Broadband Semiconductor Light Sources Operating at 1060 nm Based on InAs:Sb/GaAs Submonolayer Quantum Dots

B. Herzog1, B. Lingnau2, M. Kolarczik1, S. Helmrich1, A.W. Achtstein1, K. Thommes1, F. Alhussein1, D. Quandt3, A. Strittmatter4, U.W. Pohl3, O. Brox5, M. Weyers5, U. Woggon1, K. Lüdge2, N. Owschimikow1

Published in:

IEEE J. Sel. Top. Quantum Electron., vol. 25, no. 6, pp. 1900310 (2019).

Copyright © 2019 IEEE - All rights reserved. Personal use of this material is permitted. However, permission to reprint/republish this material for advertising or promotional purposes or for creating new collective works for resale or redistribution to servers or lists, or to reuse any copyrighted component of this work in other works must be obtained from the IEEE.

Abstract:

In this paper, we investigate the potential of submonolayer-grown InAs:Sb/GaAs quantum dots as active medium for opto-electronic devices emitting in the 1060 nm spectral range.
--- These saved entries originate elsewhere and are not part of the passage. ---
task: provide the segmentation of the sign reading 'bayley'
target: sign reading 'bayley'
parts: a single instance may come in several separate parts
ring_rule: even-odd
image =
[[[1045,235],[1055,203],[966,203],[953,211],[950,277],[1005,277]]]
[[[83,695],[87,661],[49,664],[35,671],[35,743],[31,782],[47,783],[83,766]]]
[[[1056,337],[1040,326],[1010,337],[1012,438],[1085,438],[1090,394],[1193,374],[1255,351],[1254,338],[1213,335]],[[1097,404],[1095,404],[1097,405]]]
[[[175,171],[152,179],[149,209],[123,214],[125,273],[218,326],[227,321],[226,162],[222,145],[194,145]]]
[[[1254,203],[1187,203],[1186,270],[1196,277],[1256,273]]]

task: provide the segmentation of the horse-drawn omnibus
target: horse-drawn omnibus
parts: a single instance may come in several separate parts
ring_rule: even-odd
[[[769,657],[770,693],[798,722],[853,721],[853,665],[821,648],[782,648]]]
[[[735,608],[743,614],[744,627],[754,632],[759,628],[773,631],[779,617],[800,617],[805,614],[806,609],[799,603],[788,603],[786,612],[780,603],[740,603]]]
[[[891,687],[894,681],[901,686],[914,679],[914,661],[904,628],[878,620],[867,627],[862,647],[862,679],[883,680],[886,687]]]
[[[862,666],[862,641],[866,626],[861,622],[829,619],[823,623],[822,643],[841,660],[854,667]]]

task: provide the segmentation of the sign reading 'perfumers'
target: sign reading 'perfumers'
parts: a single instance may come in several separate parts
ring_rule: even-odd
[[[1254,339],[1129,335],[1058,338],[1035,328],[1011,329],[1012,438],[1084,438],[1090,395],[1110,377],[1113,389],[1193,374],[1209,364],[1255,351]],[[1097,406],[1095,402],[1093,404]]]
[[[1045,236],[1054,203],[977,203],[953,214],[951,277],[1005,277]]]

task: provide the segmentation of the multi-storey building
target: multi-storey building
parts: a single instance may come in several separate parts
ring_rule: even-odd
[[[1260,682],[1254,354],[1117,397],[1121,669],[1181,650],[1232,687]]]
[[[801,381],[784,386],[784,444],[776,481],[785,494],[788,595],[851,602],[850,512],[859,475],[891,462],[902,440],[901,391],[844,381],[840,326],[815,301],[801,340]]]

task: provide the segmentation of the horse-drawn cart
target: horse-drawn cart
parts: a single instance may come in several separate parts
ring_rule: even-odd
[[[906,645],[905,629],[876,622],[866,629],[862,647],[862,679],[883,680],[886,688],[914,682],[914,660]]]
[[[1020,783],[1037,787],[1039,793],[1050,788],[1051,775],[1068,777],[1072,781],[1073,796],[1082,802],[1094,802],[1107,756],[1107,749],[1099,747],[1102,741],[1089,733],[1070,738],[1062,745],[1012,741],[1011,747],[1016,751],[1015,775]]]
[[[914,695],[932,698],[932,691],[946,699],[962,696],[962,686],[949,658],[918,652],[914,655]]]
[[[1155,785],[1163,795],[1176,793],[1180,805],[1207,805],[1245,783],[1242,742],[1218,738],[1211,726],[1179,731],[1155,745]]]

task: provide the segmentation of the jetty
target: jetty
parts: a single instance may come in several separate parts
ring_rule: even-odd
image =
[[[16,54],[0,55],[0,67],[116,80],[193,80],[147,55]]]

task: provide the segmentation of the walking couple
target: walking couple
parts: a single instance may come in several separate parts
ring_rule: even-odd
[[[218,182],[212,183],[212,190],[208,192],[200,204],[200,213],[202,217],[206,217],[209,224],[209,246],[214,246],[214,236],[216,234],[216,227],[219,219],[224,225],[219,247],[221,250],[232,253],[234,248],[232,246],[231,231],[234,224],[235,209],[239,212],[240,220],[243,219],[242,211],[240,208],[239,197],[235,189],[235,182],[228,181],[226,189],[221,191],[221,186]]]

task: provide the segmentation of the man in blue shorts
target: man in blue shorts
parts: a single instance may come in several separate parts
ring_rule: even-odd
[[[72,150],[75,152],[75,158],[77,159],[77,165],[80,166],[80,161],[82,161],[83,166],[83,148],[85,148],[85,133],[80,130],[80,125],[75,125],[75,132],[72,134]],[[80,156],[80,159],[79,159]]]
Grown as multiple sheets of InAs in a GaAs matrix, submonolayer quantum dots yield light-emitting devices with large material gain and fast recovery dynamics. Alloying these structures with antimony enhances the carrier localization and red shifts the emission, whereas dramatically broadening the optical bandwidth. In a combined experimental and numerical study, we trace this effect to an Sb-induced bimodal distribution of localized and delocalized exciton states. While the former do not participate in the lasing process, they give rise to a bandwidth broadening at superluminescence operation and optical amplification. Above threshold laser properties like gain and slope efficiency are mainly determined by the delocalized fraction of carriers.

1 Institut für Optik und atomare Physik, Technische Universität Berlin, 10623 Berlin, Germany
2 Institut für theoretische Physik, Technische Universität Berlin, 10623 Berlin, Germany
3 Institut für Festkörperphysik, Technische Universität Berlin, 10623 Berlin, Germany
4 Institute of Experimental Physics, Otto-von-Guericke-Universität Magdeburg, Fakultät für Naturwissenschaften, 39106 Magdeburg, Germany
5 Ferdinand-Braun-Institut, Leibniz-Institut für Höchstfrequenztechnik, 12489 Berlin, Germany

Index Terms:

Quantum dots, semiconductor materials, semiconductor lasers, semiconductor optical amplifiers.